31

What is the best way to compute singular value decomposition (SVD) of a very large positive matrix (65M x 3.4M) where data is extremely sparse?

Less than 0.1% of the matrix is non zero. I need a way that:

  • will fit into memory (I know that online methods exists)
  • will be computed in a reasonable time: 3,4 days
  • will be accurate enough however accuracy is not my main concern and I would like to be able to control how much resources I put into it.

It would be great to have a Haskell, Python, C# etc. library which implements it. I am not using mathlab or R but if necessary I can go with R.

amoeba
  • 93,463
  • 28
  • 275
  • 317
Sonia
  • 413
  • 1
  • 4
  • 5
  • 3
    How much memory do you have? 0.1% of 65M*3.4M is still 221e9 non zero values. If you use 4 bytes per value, that is still more than 55 gb assuming no overhead, so the sparsity still doesn't solve the problem... Do you need to load the whole set into memory at once? – Bitwise Oct 26 '12 at 18:02
  • 1
    I should have been more precise. No more than 250-500mb with 32-bit integer. Probably much less, but the dimensionalilty is the problem as I understand it. I have a 16GB machine. – Sonia Oct 26 '12 at 18:05
  • How about this? http://www.quora.com/What-s-the-best-parallelized-sparse-SVD-code-publicly-available – Bitwise Oct 26 '12 at 19:16
  • This webpage links to a Python library which implements "a fast, incremental, low-memory, large-matrix SVD algorithm": http://en.wikipedia.org/wiki/Latent_semantic_analysis – Bitwise Oct 26 '12 at 19:56
  • See also https://stats.stackexchange.com/questions/2806. – amoeba May 23 '17 at 19:16

2 Answers2

24

If it fits into memory, construct a sparse matrix in R using the Matrix package, and try irlba for the SVD. You can specify how many singular vectors you want in the result, which is another way to limit the computation.

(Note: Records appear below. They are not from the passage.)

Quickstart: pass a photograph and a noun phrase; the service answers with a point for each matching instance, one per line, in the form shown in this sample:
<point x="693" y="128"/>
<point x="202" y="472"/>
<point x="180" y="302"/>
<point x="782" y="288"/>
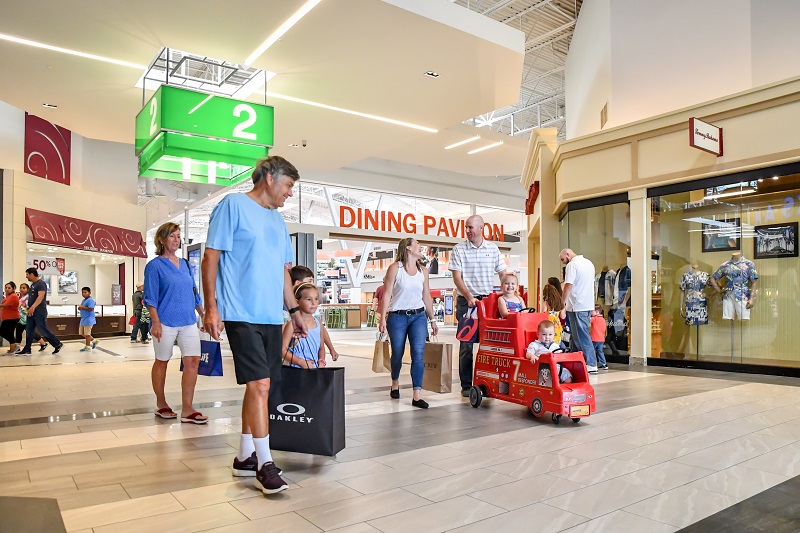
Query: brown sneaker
<point x="268" y="479"/>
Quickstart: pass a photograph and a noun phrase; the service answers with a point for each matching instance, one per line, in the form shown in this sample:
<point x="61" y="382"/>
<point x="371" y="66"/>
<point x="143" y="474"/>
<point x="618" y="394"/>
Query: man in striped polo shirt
<point x="473" y="263"/>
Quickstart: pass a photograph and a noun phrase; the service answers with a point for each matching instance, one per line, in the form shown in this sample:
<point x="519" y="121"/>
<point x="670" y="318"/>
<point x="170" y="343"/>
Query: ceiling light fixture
<point x="351" y="112"/>
<point x="282" y="29"/>
<point x="482" y="148"/>
<point x="26" y="42"/>
<point x="465" y="141"/>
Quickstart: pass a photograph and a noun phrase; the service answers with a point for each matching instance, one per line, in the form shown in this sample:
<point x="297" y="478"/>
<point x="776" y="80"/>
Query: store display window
<point x="600" y="231"/>
<point x="727" y="276"/>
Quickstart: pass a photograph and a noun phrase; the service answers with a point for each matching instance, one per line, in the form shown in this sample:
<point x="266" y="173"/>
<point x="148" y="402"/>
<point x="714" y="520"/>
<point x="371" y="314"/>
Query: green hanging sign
<point x="196" y="137"/>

That's a pretty big matrix, but I've had very good results with this method in the past. irlba is pretty state-of-the-art. It uses the implicitly restarted Lanczos bi-diagonalization algorithm.

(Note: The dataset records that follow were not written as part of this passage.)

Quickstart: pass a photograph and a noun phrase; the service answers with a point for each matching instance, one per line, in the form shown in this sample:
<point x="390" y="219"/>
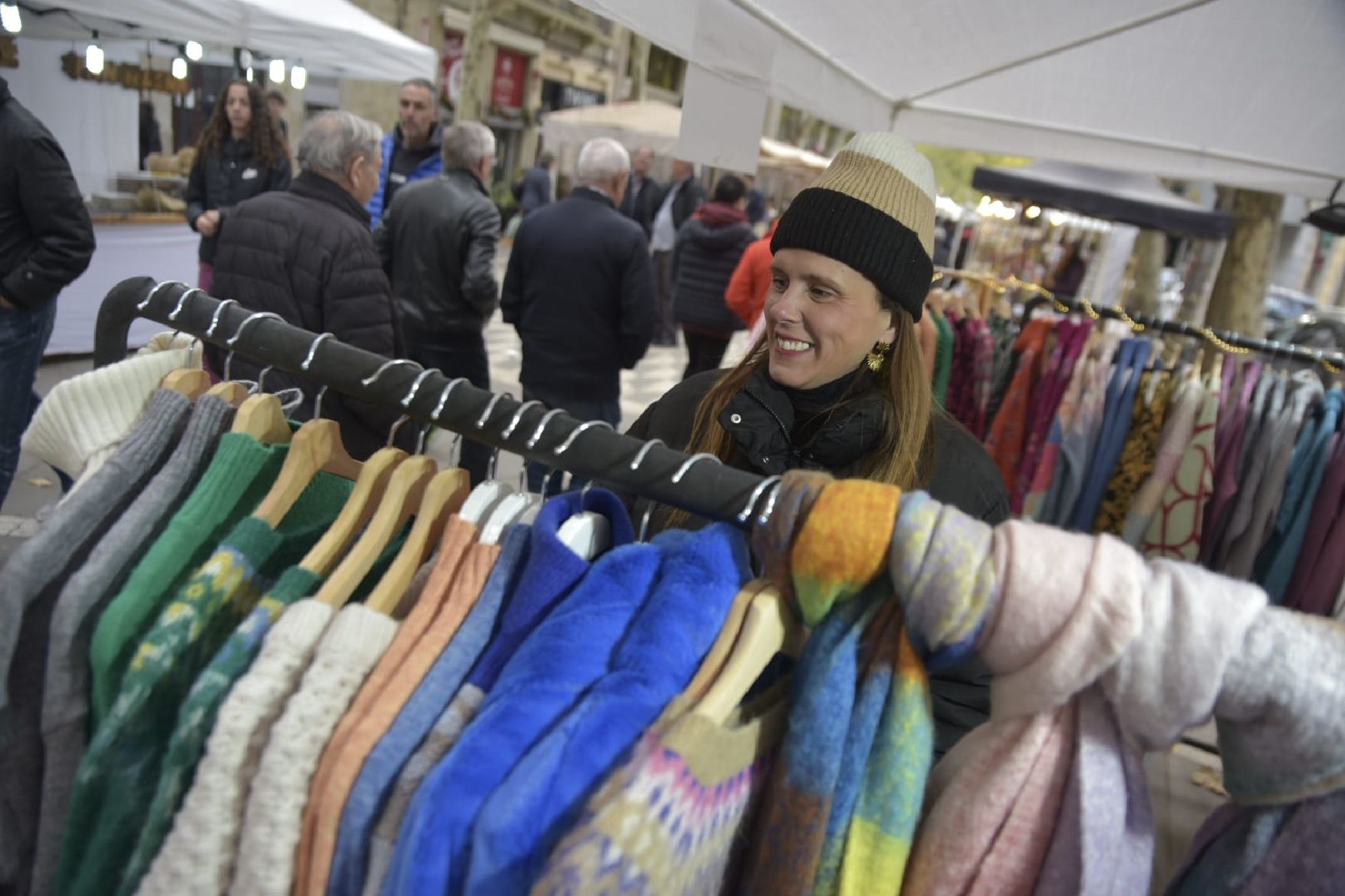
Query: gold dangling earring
<point x="879" y="354"/>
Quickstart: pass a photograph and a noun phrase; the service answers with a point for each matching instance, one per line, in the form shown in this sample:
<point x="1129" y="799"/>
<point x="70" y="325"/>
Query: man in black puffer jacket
<point x="307" y="254"/>
<point x="709" y="247"/>
<point x="437" y="242"/>
<point x="46" y="241"/>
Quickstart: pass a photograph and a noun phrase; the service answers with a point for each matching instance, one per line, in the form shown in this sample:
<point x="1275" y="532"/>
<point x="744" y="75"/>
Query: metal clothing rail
<point x="595" y="451"/>
<point x="1225" y="340"/>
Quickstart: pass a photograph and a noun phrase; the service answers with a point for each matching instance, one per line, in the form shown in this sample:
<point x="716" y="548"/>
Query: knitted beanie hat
<point x="872" y="208"/>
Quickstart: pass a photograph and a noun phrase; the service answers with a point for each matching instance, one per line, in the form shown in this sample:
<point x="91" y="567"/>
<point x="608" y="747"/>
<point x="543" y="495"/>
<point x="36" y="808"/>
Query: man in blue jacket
<point x="412" y="148"/>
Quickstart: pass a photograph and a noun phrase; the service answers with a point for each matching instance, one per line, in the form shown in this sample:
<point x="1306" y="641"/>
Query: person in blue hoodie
<point x="412" y="148"/>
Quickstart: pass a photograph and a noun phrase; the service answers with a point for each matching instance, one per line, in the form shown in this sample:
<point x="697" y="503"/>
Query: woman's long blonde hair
<point x="903" y="456"/>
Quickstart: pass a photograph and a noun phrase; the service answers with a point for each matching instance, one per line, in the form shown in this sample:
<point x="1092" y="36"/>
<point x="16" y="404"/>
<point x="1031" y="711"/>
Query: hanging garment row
<point x="331" y="678"/>
<point x="1236" y="464"/>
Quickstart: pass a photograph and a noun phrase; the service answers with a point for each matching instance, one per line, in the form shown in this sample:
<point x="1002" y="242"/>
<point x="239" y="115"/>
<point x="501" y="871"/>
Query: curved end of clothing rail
<point x="709" y="490"/>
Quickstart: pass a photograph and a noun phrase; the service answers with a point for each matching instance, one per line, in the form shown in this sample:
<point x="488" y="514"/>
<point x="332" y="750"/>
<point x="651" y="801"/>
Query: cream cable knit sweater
<point x="280" y="790"/>
<point x="198" y="855"/>
<point x="82" y="420"/>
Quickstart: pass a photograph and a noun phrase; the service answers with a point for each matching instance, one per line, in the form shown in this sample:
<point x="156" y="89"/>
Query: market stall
<point x="96" y="115"/>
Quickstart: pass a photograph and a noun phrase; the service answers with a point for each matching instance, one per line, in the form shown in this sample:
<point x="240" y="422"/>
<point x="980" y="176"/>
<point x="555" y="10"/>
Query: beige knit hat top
<point x="872" y="208"/>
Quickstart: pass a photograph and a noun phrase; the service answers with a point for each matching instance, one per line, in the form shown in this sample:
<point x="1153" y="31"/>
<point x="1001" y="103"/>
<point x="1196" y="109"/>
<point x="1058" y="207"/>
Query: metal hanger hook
<point x="371" y="379"/>
<point x="755" y="497"/>
<point x="144" y="303"/>
<point x="692" y="461"/>
<point x="541" y="427"/>
<point x="415" y="389"/>
<point x="579" y="431"/>
<point x="518" y="418"/>
<point x="256" y="315"/>
<point x="214" y="318"/>
<point x="312" y="350"/>
<point x="442" y="395"/>
<point x="490" y="409"/>
<point x="643" y="452"/>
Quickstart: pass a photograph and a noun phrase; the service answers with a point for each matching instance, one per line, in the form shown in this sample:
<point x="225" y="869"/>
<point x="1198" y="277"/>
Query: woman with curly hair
<point x="240" y="155"/>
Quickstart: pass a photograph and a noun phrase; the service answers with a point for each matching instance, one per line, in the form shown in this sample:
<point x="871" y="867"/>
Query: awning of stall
<point x="1099" y="192"/>
<point x="328" y="37"/>
<point x="656" y="126"/>
<point x="1239" y="92"/>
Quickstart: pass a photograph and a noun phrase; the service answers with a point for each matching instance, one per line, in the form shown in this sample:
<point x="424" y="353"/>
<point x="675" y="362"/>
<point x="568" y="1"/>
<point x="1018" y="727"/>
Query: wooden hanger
<point x="190" y="381"/>
<point x="315" y="448"/>
<point x="442" y="497"/>
<point x="355" y="513"/>
<point x="233" y="392"/>
<point x="771" y="627"/>
<point x="400" y="501"/>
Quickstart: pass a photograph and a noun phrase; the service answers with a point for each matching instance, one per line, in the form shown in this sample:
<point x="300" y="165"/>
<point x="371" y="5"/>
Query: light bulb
<point x="93" y="58"/>
<point x="10" y="19"/>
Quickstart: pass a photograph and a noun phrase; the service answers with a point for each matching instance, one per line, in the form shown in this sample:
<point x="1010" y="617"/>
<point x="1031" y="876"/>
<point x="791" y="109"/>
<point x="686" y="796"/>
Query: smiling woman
<point x="837" y="381"/>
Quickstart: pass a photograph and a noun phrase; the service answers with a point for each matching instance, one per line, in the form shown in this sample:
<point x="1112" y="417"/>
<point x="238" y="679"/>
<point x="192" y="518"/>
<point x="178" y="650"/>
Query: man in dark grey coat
<point x="307" y="254"/>
<point x="580" y="292"/>
<point x="46" y="241"/>
<point x="437" y="244"/>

It can chew through the netflix prize dataset (480,189 rows by 17,770 columns, 100,480,507 non-zero entries) in milliseconds. You dataset is ~ 200,000 times bigger than the Netflix dataset, so it take significantly longer than that. It might be reasonable to expect that it could do the computation in a couple of days.

Zach
  • 22,308
  • 18
  • 114
  • 158
  • the data matrix fits into memory, will irlba will handle the decomposition in a memory efficient way as well? – Sonia Oct 26 '12 at 17:56
  • 1
    @Sonia: irlba is very memory efficient: it computes an approximate solution, you can limit the number of singular vectors, and it was designed to work on sparse matrices. As far as I know, it's as fast as you're going to get for computing partial SVDs. – Zach Oct 26 '12 at 18:05
  • @Sonia: Good luck! – Zach Oct 26 '12 at 18:14
  • Gave it a try - out of memory... I will compute a triangle block form before running it. – Sonia Nov 03 '12 at 13:13
  • @Sonia do you have it stored as a sparse `Matrix`? Try limiting the number of singular values you compute... maybe just look at the top 10? – Zach Nov 03 '12 at 18:43
  • I wish I have gotten this far. I have loaded the MatrixMarket forma0t, that's ~7GB RAM and tried to initialize a sparseMatrix with it. That is weird because as a text file it is only 5GB. It failed said I dont have enough memory. I suppose the data structure metadata takes up the rest of the space. I am currently reading about algorithms that will transform the matrix to a block form. The computation should much faster in this form as well. I enjoy the challenge. – Sonia Nov 04 '12 at 05:29
  • @Sonia: I'm not familiar with the MatrixMarket format. If you can read the file into R as 3 vectors (1 representing row number, 1 representing column number, and 1 representing the values), it is very easy to convert to the `Matrix` format, with very little overhead. Note that `irlba` does not work with the `sparseMatrix` format. You have to use the `Matrix` package. – Zach Nov 05 '12 at 11:21
  • @Sonia: Ok, it looks like the `readMM` function in the `Matrix` package will read your Matrix Market dataset in a sparse format. Trying running `irlba` with very small numbers, e.g. nu = 2, nv = 2. You might need a machine with ~16GB of RAM to do this. – Zach Jun 12 '13 at 14:37
2

If you're willing to have a low-rank approximation (as you would with Lanczos-type algorithms and a limited number of singular vectors), an alternative is stochastic SVD. You get similar accuracy and computational effort to things like irlba, but a much, much simpler implementation -- which is relevant if none of the available implementations handle precisely your situation.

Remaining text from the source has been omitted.